1776-03-23, de Voltaire [François Marie Arouet] à Pierre Samuel Du Pont de Nemours.

Oui, Monsieur, ce qu'on a jamais écrit de mieux sur les Corvées, c'est l'Edit des corvées.
Je trouve que l'amour du bien public est la plus éloquente de toutes les passions. Mais j'aime bien autant la préfaces des maitrises. Béni soit soit l'article 14 de l'édit qui abolit les confréries! Si on avait aboli en Languedoc les confréries des pénitents bleus, blancs et gris, le bon homme Calas n'aurait pas été roué et jetté dans les flammes. Voicy l'âge d'or qui succède à l'âge de fer. Celà donne trop envie de vivre, et cette envie ne me sied point.

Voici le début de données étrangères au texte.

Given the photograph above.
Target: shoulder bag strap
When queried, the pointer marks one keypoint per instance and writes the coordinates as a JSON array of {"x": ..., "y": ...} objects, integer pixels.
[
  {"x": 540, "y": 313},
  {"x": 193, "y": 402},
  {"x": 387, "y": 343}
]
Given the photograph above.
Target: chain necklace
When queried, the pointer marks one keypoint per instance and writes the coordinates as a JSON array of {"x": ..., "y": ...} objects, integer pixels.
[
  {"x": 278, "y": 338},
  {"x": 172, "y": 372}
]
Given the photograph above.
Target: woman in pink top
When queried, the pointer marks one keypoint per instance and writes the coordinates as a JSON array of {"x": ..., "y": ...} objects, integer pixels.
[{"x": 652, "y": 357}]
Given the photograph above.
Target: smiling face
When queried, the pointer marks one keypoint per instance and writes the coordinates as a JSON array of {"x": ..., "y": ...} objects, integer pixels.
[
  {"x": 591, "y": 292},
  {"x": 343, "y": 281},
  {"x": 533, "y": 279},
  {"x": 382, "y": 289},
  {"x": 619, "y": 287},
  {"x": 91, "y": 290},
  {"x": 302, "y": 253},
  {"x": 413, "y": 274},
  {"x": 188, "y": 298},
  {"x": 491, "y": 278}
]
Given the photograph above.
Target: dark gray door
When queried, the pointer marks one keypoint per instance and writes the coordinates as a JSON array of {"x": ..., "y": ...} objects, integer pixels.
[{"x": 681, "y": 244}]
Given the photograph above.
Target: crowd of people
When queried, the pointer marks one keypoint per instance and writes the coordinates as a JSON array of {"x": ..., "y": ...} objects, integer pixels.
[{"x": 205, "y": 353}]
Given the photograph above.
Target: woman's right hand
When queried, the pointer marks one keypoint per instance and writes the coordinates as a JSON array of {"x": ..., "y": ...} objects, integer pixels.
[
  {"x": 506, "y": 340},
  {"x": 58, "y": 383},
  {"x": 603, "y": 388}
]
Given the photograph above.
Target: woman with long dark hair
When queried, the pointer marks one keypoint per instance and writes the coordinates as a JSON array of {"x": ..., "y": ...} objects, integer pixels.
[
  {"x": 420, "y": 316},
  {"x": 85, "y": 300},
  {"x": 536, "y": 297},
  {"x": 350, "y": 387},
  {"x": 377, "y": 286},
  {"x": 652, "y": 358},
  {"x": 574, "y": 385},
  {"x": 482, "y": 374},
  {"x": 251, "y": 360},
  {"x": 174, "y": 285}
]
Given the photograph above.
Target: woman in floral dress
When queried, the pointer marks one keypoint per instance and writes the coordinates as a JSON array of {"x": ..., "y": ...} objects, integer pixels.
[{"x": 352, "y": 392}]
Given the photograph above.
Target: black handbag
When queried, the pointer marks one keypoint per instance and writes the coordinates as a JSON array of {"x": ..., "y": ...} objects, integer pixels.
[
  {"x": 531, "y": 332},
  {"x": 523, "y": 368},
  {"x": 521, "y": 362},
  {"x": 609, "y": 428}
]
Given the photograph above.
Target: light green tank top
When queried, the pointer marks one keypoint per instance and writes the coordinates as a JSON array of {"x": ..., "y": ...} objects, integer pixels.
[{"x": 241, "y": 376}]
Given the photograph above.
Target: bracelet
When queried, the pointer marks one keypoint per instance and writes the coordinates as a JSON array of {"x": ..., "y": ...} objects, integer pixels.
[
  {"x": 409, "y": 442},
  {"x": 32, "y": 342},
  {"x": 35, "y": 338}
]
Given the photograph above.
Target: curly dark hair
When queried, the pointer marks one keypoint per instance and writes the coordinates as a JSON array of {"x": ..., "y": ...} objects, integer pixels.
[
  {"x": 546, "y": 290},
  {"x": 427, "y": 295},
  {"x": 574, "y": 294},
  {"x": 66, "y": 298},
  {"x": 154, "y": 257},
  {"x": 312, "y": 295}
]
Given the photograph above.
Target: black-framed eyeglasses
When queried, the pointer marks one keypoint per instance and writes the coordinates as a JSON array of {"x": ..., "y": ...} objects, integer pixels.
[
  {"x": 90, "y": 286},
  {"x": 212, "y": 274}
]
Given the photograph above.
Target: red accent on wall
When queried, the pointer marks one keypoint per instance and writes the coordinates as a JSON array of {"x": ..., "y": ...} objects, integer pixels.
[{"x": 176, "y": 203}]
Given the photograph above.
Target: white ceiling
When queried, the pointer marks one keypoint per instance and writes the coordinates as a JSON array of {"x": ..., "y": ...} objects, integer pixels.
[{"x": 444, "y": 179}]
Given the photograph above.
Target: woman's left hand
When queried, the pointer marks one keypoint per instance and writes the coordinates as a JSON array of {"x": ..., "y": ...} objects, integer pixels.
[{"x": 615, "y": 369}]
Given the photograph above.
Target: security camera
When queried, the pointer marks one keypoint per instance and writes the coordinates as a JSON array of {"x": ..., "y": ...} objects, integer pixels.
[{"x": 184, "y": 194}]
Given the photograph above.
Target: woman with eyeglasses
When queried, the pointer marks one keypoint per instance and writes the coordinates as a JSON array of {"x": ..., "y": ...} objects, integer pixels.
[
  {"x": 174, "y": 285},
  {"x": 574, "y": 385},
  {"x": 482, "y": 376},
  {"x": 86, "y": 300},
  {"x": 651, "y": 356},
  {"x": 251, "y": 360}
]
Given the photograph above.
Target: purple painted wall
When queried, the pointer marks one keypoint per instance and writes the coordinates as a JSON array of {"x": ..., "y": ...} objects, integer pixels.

Dites moi donc je vous prie, Monsieur, si ce beau siècle sera pour nous le siècle du sel, et s'il est vrai que nous aurons deux mille huit cent minots de Pecais.

Je me trompe fort, ou le père de la nation ne souffrira pas longtems que des moines aient des sujets du Roi pour esclaves. Je vous prierai quelque jour de coopérer à cette bonne œuvre, et de m'avertir quand il sera tems de présenter requête au libérateur de la nation.

Je trouve fort plaisant le discoureur qui a dit au Roi que les peuples pouraient bien se révolter si on les délivrait des corvées et des jurances. Ma foi si on se révolte ce ne sera pas chez nous.

Je vous remercie du fond de mon coeur, Monsieur. V: t: h: o: sr

V.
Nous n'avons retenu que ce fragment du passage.